Twelve and 20 genetic variants were identified in LRRK2 and PRKN, respectively. Interestingly, five out of seven exonic LRRK2 variants were synonymous. Further assessment in controls confirmed the rarity of two such p.Y1527 and p.V1615. Among the pathogenic missense variations (as predicted in silico) in PRKN, two were selected (p.R42H and p.A82E) for their functional study in vitro, which revealed the reduced fluorescence intensity of TMRM as compared to wild type, in case of p.R42H but not the other.
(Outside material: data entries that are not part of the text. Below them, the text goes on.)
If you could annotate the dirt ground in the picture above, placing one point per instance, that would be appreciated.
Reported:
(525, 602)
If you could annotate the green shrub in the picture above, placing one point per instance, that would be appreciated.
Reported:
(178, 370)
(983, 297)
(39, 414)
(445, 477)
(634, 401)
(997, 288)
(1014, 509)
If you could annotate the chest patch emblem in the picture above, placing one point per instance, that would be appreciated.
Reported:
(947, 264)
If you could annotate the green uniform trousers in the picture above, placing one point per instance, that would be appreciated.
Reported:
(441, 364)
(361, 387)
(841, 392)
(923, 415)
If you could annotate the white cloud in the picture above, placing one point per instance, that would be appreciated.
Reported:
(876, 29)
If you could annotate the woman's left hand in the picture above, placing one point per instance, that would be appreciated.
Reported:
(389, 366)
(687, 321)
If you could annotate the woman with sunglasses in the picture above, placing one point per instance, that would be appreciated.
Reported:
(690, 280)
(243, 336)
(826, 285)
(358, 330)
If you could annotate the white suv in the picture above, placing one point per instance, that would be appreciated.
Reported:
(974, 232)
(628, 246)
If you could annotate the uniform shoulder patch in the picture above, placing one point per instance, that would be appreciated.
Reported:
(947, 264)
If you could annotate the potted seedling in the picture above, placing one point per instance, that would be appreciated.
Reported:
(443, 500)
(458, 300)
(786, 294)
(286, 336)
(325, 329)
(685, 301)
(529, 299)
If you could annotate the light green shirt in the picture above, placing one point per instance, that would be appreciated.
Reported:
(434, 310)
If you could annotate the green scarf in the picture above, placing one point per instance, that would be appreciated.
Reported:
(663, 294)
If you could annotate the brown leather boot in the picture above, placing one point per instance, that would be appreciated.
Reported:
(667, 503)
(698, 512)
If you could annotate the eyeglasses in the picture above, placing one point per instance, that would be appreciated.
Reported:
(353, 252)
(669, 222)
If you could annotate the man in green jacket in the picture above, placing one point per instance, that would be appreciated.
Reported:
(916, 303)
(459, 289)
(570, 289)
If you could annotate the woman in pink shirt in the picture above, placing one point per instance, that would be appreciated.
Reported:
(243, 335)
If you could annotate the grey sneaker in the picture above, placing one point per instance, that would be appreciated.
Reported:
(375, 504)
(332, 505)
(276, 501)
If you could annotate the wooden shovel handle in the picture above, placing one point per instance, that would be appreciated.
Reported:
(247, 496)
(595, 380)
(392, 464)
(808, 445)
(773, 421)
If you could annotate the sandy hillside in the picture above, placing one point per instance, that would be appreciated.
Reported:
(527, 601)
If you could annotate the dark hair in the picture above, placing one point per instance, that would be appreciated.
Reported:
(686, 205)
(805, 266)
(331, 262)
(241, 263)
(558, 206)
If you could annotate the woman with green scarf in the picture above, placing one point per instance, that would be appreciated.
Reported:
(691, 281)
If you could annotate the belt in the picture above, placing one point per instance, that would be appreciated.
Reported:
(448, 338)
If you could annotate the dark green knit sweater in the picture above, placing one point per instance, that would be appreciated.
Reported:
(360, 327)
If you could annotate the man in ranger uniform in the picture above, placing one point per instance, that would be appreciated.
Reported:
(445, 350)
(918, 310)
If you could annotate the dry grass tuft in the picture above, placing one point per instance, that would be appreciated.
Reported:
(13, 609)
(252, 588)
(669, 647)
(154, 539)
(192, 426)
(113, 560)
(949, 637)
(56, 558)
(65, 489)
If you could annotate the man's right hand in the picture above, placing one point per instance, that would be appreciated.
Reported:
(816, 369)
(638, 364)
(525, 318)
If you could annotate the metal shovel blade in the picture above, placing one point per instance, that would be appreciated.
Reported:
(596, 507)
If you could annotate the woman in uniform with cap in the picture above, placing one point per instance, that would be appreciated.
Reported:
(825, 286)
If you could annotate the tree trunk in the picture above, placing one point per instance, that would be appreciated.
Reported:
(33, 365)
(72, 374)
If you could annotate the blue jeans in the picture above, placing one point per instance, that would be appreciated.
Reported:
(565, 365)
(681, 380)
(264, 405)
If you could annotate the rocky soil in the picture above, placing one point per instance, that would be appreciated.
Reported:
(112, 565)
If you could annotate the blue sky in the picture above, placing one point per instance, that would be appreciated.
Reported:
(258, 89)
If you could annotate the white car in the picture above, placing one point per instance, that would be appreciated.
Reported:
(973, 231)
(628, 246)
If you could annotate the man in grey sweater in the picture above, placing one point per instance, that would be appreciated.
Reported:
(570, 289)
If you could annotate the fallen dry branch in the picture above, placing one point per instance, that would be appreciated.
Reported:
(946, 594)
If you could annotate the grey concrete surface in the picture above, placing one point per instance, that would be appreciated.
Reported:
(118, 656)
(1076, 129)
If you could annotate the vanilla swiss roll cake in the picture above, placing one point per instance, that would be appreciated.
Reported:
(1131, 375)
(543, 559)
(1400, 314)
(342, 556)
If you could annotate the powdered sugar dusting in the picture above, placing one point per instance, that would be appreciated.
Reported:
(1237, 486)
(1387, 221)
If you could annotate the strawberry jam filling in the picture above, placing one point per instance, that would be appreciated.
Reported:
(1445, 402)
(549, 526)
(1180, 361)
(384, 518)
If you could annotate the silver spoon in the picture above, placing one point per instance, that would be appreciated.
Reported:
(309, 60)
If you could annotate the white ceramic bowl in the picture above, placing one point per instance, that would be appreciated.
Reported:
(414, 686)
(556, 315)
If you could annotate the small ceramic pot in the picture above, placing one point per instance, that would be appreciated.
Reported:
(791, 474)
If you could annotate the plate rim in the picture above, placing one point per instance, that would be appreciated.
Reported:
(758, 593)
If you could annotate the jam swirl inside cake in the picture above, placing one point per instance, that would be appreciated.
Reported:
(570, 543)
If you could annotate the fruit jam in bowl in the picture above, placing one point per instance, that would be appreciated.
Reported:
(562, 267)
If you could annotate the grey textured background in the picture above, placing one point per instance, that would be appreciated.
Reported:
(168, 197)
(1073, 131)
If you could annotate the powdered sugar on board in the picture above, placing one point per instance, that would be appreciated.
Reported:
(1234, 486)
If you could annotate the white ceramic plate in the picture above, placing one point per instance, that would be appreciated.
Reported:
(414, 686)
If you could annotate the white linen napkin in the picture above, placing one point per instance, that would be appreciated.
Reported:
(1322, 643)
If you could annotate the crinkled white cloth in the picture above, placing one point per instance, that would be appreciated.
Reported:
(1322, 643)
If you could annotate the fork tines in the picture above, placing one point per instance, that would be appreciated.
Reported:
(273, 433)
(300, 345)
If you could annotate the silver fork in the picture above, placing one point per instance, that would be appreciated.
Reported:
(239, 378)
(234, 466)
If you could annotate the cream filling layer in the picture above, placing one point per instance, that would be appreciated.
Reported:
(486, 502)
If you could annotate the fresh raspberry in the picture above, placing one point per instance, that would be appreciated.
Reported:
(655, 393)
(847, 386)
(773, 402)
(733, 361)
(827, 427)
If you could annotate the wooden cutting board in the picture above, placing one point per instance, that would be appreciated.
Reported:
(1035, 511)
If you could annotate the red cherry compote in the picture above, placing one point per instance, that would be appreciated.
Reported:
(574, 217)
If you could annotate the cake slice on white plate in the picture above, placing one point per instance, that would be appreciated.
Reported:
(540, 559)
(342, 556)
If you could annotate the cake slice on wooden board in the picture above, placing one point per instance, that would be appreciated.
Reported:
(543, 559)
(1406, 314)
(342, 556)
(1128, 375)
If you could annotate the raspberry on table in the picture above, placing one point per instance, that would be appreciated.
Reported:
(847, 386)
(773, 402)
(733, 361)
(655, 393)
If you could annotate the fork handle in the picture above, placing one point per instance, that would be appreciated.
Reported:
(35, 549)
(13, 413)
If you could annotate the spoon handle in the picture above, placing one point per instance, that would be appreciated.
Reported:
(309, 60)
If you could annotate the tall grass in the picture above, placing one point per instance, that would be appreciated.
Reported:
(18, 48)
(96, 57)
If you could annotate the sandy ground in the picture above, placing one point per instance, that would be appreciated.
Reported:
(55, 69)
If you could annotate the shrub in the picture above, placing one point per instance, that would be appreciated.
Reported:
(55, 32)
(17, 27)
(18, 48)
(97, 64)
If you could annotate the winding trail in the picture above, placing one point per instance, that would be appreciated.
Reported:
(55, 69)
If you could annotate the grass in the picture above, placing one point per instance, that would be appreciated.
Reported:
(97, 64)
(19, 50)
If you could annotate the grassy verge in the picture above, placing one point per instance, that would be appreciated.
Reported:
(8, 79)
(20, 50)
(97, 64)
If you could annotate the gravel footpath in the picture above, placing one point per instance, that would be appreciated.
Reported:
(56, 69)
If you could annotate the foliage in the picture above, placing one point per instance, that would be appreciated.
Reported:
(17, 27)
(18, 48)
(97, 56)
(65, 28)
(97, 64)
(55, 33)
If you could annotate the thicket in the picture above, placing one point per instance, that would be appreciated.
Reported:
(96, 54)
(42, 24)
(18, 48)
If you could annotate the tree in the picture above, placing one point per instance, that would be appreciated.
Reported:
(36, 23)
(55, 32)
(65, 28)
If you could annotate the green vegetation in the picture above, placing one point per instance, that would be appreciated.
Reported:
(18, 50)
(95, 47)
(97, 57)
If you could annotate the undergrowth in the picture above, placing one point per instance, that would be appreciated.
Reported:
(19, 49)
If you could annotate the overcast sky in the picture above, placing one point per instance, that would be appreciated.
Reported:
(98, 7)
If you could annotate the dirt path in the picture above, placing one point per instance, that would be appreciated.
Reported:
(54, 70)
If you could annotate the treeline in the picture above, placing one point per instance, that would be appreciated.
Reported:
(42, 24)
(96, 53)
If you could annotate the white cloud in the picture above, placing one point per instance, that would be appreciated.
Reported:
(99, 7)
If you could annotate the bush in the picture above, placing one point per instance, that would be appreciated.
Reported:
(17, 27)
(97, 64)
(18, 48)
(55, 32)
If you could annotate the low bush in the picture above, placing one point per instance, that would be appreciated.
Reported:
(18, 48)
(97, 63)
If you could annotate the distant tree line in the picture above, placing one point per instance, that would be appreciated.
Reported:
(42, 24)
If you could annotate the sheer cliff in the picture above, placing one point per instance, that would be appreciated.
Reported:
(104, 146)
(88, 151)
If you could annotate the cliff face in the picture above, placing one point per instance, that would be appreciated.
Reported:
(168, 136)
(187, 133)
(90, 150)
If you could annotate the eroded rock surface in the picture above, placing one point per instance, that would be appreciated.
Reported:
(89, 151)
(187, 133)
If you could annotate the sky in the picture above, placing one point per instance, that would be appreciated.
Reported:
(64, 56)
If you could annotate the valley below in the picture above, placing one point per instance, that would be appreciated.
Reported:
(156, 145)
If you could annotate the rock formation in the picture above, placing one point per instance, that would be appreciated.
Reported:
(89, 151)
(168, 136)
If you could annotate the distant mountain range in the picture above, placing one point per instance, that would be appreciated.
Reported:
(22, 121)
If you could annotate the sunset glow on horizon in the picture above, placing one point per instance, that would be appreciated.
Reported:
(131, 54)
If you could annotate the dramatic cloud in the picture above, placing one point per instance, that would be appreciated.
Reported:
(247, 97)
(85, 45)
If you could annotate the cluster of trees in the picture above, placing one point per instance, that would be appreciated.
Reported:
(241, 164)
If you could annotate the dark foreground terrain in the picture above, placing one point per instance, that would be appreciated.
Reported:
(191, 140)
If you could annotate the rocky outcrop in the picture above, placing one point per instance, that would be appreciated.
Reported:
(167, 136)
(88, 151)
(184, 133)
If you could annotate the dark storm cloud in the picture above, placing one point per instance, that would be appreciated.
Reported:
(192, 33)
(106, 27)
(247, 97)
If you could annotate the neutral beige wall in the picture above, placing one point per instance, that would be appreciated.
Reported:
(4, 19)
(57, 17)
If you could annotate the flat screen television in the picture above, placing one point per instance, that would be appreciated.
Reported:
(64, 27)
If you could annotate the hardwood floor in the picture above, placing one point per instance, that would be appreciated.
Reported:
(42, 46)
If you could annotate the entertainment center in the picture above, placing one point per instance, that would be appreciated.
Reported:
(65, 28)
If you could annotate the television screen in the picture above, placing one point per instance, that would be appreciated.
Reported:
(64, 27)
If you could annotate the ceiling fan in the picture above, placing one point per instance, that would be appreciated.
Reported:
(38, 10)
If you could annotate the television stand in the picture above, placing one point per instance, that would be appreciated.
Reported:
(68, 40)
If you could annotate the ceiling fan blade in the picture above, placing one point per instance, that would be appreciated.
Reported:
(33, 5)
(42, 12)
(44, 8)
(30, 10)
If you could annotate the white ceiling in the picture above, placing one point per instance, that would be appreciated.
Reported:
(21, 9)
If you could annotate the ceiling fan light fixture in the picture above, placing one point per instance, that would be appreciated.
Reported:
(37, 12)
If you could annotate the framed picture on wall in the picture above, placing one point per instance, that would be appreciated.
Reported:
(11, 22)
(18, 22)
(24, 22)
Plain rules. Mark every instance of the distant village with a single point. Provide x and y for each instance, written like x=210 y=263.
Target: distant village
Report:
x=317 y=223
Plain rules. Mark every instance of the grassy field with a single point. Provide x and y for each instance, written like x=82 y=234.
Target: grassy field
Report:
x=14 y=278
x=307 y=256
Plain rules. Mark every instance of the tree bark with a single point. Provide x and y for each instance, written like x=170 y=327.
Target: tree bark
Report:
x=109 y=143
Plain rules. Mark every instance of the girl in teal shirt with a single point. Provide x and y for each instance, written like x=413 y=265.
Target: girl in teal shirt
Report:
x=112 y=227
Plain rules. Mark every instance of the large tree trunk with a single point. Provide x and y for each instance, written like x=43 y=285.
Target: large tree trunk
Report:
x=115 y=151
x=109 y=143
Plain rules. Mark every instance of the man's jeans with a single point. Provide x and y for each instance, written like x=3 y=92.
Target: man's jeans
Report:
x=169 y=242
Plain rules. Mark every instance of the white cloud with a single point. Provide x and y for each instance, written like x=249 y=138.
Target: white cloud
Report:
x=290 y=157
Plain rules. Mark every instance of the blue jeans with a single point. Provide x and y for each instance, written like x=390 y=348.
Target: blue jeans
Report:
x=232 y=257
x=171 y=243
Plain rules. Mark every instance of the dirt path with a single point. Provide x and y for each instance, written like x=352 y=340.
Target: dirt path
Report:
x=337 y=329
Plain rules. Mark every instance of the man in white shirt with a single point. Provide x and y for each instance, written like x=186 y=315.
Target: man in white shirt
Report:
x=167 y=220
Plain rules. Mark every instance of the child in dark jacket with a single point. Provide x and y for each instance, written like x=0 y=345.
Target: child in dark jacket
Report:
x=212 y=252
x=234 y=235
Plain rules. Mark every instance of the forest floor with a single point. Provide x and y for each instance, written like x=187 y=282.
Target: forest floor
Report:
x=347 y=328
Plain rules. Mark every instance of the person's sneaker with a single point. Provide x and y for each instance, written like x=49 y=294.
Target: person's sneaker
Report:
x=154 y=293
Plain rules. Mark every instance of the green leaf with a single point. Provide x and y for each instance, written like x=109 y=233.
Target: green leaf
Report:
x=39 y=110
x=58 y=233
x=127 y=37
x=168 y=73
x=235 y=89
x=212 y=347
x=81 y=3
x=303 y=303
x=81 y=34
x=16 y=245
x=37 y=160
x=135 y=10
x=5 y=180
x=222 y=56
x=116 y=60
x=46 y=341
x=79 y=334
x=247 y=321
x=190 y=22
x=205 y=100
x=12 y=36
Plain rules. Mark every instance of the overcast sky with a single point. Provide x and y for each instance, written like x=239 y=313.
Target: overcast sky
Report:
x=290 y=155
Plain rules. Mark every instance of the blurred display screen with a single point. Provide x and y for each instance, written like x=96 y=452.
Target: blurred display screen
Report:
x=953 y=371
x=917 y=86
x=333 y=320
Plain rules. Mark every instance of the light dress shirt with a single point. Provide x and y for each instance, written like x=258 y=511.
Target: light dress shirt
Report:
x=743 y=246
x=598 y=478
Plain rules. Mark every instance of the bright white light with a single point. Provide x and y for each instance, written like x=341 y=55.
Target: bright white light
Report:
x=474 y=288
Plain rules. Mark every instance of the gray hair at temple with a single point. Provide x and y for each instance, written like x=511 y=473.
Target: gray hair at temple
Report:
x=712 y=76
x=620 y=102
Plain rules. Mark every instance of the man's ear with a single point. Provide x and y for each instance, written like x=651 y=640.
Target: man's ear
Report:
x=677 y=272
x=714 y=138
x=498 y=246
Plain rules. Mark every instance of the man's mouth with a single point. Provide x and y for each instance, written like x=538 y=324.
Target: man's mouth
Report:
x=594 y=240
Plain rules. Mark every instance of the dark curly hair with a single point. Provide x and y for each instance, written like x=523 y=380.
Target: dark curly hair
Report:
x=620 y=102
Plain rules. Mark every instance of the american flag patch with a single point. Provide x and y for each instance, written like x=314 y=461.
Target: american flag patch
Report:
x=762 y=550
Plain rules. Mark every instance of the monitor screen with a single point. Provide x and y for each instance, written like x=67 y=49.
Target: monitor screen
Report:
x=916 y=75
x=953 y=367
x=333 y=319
INTERPRETATION & CONCLUSIONS: About 6.2 per cent of the cases (9/145) in the studied patient cohort were found to carry pathogenic (as predicted in silico) missense variations in PRKN in heterozygous condition but not in case of LRRK2 which was rare. The presence of two rare synonymous variants of LRRK2 (p.Y1527 and p.V1615) may support the phenomenon of codon bias. Functional characterization of selected PRKN variations revealed p.R42H to cause disruption of mitochondrial membrane potential (△ΨM) rendering cells more susceptible to cellular stress.
帕金森病(PD)是一种影响运动的运动障碍。已经确定了 24 个以上的基因座和 28 个相关基因与这种疾病有关。本研究说明了两个候选基因亮氨酸丰富重复激酶 2(LRRK2)和 parkin RBR E3 泛素蛋白连接酶(PRKN)在 PD 患者中的作用,并对其进行了计算机模拟和体外特征分析。
共纳入 145 例散发性 PD 病例和 120 例种族匹配的健康对照者,并获得其知情同意。通过直接对 LRRK2 的靶向外显子和 PRKN 的所有侧翼内含子的 DNA 进行测序,对致病性 PRKN 变体进行突变筛选。通过荧光染料四甲基罗丹明甲酯(TMRM)测量致病性 PRKN 变体对药物(MG-132)诱导的线粒体膜电位(△ΨM)丧失的影响。
在 LRRK2 和 PRKN 中分别鉴定出 12 种和 20 种遗传变异。有趣的是,7 种外显子 LRRK2 变异中有 5 种是同义的。在对照者中的进一步评估证实了两种如此的 p.Y1527 和 p.V1615 非常罕见。在 PRKN 中的致病性错义变异(如计算机模拟预测)中,选择了两种(p.R42H 和 p.A82E)进行体外功能研究,结果显示与野生型相比,TMRM 的荧光强度降低,而另一种则没有。
在所研究的患者队列中,约 6.2%的病例(9/145)发现杂合状态下存在致病性(如计算机模拟预测)错义变异,但 LRRK2 则很少见。LRRK2 的两种罕见同义变异(p.Y1527 和 p.V1615)的存在可能支持密码子偏倚现象。所选 PRKN 变异的功能特征表明,p.R42H 导致线粒体膜电位(△ΨM)破坏,使细胞更容易受到细胞应激的影响。